Кроме тех троих, которых я буквально боготворил, у меня были близкие, хорошие товарищи – евреи, и те оставили меня, как представилась возможность получить без меня большую выгоду в жизни, выгоду по большому счету. Даже жена (вторая), как ни любила меня, но только представилась возможность, уехала по еврейской линии. Она скрывала от меня свою национальность, я тогда уже обжегся на евреях, и она знала это. И не могла предложить мне ехать с ней. А решилась признаться, что она меня дурила со своей национальностью, только уехав из России. Я чувствую, насколько тяжело было ей оставлять меня, но она пошла на это из-за «высшей» выгоды – жить в Нью-Йорке, естественно, совсем не то, что в Москве в 80–90 годах. Америка – это перспективно! А любовь – это «халоимес» – мечты, сны, по-еврейски.
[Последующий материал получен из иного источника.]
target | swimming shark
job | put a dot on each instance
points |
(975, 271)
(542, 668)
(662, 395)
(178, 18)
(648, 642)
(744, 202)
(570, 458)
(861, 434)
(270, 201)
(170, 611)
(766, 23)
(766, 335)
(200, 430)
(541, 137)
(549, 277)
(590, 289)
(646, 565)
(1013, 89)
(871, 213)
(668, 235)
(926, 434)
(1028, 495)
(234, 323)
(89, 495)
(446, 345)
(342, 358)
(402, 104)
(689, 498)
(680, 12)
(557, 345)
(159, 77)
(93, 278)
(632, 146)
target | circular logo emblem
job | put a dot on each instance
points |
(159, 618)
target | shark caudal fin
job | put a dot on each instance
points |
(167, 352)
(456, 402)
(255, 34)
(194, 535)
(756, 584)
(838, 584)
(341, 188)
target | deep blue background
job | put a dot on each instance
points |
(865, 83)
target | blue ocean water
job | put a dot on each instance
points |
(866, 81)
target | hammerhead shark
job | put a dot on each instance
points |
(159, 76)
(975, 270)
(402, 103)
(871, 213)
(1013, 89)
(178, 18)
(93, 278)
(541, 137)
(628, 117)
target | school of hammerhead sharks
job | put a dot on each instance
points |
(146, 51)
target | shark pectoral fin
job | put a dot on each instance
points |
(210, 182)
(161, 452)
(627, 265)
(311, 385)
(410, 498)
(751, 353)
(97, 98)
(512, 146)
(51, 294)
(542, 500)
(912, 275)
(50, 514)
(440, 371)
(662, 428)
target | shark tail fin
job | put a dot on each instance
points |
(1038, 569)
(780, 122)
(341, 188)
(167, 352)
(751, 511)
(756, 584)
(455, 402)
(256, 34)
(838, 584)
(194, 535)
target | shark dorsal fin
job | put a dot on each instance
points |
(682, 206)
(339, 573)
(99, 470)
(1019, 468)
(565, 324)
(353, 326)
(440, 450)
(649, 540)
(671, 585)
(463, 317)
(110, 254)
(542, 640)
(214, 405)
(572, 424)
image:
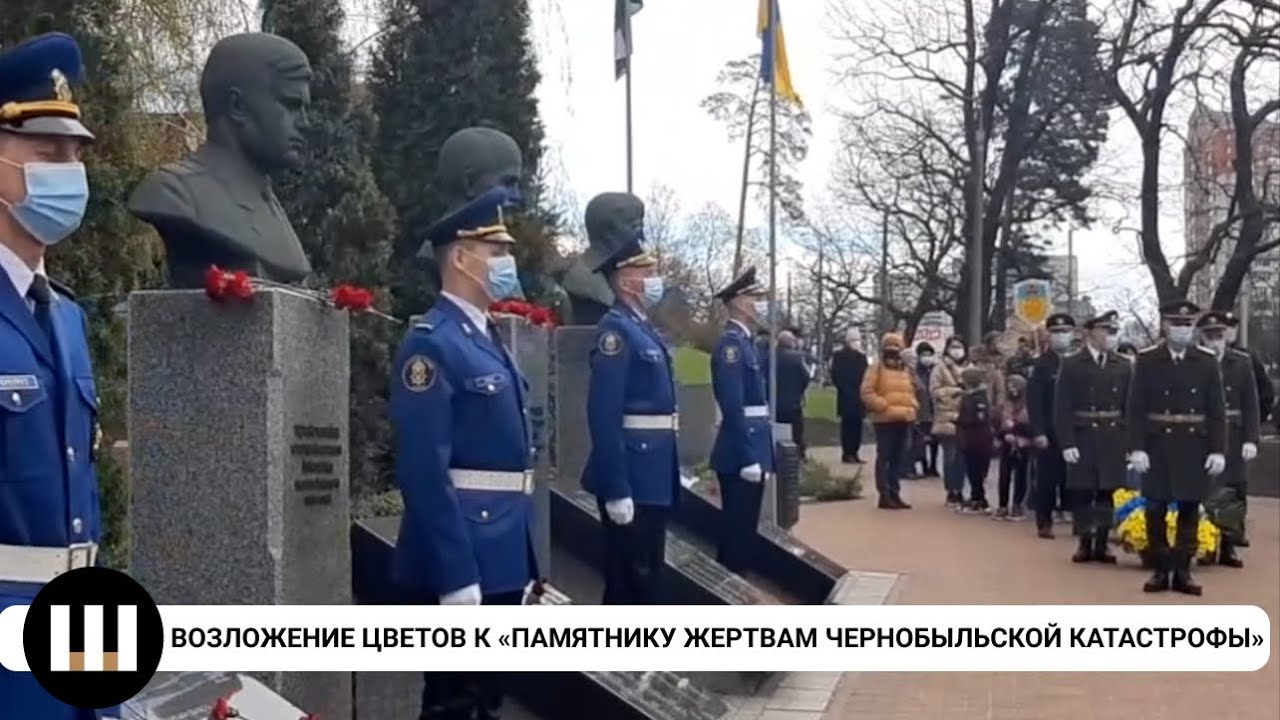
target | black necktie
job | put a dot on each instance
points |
(40, 294)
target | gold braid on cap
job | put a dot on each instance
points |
(488, 233)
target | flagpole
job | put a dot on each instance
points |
(629, 128)
(773, 218)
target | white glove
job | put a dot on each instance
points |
(1139, 461)
(621, 510)
(469, 595)
(1215, 463)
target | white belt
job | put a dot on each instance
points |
(650, 422)
(493, 481)
(28, 564)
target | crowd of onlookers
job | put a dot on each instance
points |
(949, 411)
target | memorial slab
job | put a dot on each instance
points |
(238, 418)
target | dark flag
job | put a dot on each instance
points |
(622, 12)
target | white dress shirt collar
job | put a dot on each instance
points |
(19, 273)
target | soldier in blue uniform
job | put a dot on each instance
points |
(457, 406)
(632, 469)
(744, 445)
(50, 520)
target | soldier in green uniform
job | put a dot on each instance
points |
(1089, 423)
(1228, 504)
(1178, 433)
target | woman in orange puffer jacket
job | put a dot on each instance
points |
(888, 395)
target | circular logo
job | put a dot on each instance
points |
(94, 638)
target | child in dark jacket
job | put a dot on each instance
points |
(976, 434)
(1015, 450)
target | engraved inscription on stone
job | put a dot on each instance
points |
(312, 446)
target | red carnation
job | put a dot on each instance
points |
(238, 286)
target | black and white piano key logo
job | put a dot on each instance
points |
(94, 637)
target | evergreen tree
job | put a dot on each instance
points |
(112, 254)
(343, 220)
(442, 67)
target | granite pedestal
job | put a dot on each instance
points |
(238, 419)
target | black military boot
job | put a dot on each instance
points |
(1101, 550)
(1159, 580)
(1084, 552)
(1182, 580)
(1226, 555)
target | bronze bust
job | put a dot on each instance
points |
(479, 169)
(216, 206)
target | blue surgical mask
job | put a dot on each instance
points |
(55, 203)
(503, 278)
(653, 291)
(1180, 336)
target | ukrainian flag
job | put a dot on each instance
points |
(773, 51)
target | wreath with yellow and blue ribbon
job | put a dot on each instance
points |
(1130, 518)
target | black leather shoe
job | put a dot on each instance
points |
(1159, 582)
(1228, 557)
(1084, 552)
(1183, 583)
(1101, 550)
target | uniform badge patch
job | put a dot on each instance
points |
(419, 373)
(611, 343)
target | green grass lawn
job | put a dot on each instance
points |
(694, 368)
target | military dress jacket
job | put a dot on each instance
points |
(49, 492)
(462, 459)
(745, 434)
(1176, 415)
(631, 413)
(1243, 422)
(1089, 415)
(1040, 395)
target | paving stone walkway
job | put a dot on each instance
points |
(947, 559)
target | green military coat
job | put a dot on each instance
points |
(1178, 415)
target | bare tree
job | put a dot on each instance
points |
(1004, 100)
(1155, 55)
(743, 105)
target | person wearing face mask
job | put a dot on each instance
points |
(632, 469)
(462, 443)
(48, 399)
(848, 368)
(1050, 472)
(1178, 440)
(1089, 424)
(1266, 391)
(1228, 504)
(946, 392)
(743, 452)
(928, 456)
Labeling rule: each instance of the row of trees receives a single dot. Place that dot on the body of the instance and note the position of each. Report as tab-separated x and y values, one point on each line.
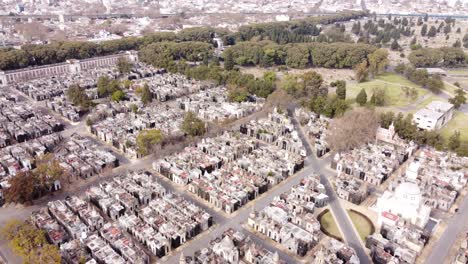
445	56
420	76
35	55
298	55
293	31
26	186
165	54
30	243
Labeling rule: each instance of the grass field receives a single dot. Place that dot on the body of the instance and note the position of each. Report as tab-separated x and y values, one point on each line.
461	71
328	224
362	224
393	85
459	122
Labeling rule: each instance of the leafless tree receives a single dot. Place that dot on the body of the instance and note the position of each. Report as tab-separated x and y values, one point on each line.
353	129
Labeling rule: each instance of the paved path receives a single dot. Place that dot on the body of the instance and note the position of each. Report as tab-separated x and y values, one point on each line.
456	225
346	227
222	222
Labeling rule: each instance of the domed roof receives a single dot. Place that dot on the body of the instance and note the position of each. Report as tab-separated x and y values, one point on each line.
407	188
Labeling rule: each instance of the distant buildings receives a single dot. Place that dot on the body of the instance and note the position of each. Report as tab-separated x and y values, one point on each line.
69	67
434	116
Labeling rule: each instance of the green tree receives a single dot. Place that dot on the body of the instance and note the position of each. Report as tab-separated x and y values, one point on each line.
21	188
400	68
238	94
340	89
290	83
269	76
378	97
228	60
424	30
459	98
102	84
378	60
124	66
454	141
48	170
78	96
432	32
361	71
395	45
118	96
361	98
146	96
148	141
435	84
192	125
311	83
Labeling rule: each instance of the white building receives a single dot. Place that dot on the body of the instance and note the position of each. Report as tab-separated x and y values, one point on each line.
434	116
405	203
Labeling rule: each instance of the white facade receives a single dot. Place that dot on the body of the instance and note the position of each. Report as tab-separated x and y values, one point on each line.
434	116
406	203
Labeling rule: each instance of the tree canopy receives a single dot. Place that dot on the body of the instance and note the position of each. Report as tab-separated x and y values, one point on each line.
192	125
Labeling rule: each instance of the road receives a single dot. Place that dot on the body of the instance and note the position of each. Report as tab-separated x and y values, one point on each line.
456	226
320	166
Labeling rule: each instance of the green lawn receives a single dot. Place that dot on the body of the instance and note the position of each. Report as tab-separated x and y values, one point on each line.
328	225
393	85
459	122
458	71
363	225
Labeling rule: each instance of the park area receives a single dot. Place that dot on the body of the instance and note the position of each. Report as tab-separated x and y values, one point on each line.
328	225
459	122
395	87
362	224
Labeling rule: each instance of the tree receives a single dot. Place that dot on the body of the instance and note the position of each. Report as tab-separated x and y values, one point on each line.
228	60
102	84
395	45
361	98
47	254
290	83
146	96
361	71
458	99
400	68
147	141
48	171
357	127
432	32
78	97
378	60
192	125
237	94
269	76
435	84
340	89
311	83
21	188
424	30
454	141
457	44
118	96
30	243
378	97
124	66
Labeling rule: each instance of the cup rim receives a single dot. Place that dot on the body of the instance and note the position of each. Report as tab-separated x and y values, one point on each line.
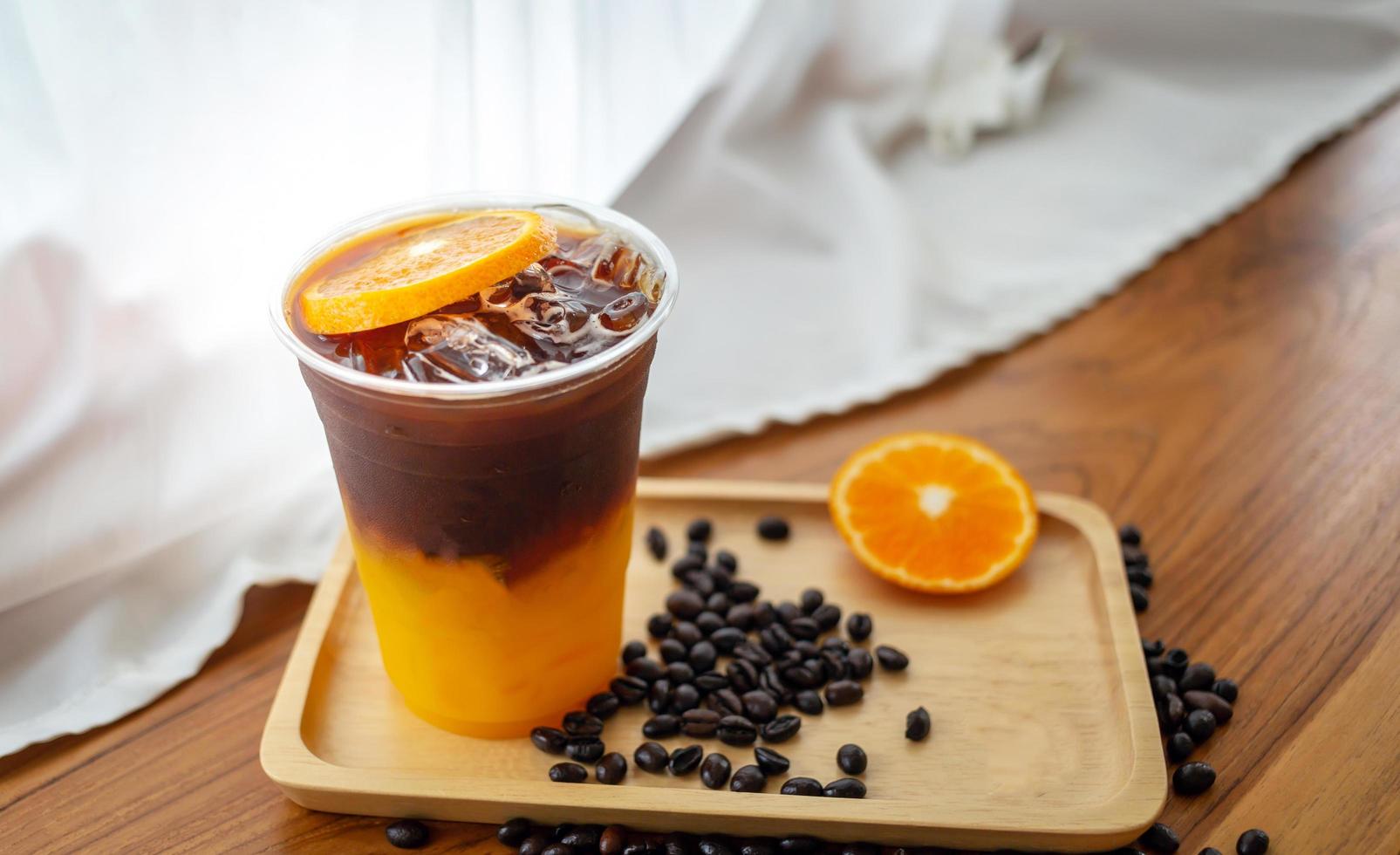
280	317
С тех пор я побаиваюсь приближать к себе евреев. Может быть зря, они умны, старательны и талантливы, но получить столько рубцов на сердце, поневоле на воду задуешь! От нашего брата – русского тоже можно получить по морде, но по-глупости, по-пьянке, по-расчету, наконец, но не по такому тонкому, дьявольскому расчету, не с такой милой миной, и не так смертельно больно.

И еще – когда их мало – все в порядке. Раньше, при Брежневе, были какие-то квоты. Ну, нельзя, чтобы в ВУЗе и ректор и все зав. кафедрами были евреи. Такое положение было в Тольяттинском политехническом институте, где я работал в 1968-71 годах. Все они порознь были прекрасные люди, умные и добрые. Но вместе – глухая оборона, куда нет входа «агою», т. е. нееврею. В конце сталинского периода такое положение было в медицине, престижных ВУЗах и академической науке. Но были и парткомы, которые «следили за порядком». Такое же положение, но без парткомов, сейчас в финансовых кругах – что ни олигарх – то еврей, это хорошо подметил и постоянно писал об этом писатель Тополь, кстати, тоже еврей.

Мне все это напоминает положение, если бы в спорте устранили весовые категории. Тогда евреи – это были бы тяжеловесы, а другие, русские, в частности, – легковесы. Ну, что ты поднимешь против тяжеловеса, даже будучи гораздо техничнее и умнее его!

Что же делать? – озабочено спросил я профессора, – вы умный, может, подскажете, что делать? Устраивать погромы, устанавливать квоты, призвать на помощь фашистов?

Нет у меня ответа, – подумав, вымолвил Гулиа, по крайней мере, своего ответа. Лучшее, что приходит в голову, это то, что в свое время задумал великий гений (после Сталина, конечно!) – Александр Македонский. А задумал он породнить все нации мира, чтобы не было национальных противоречий и войн. Но ничего из этого тогда не вышло.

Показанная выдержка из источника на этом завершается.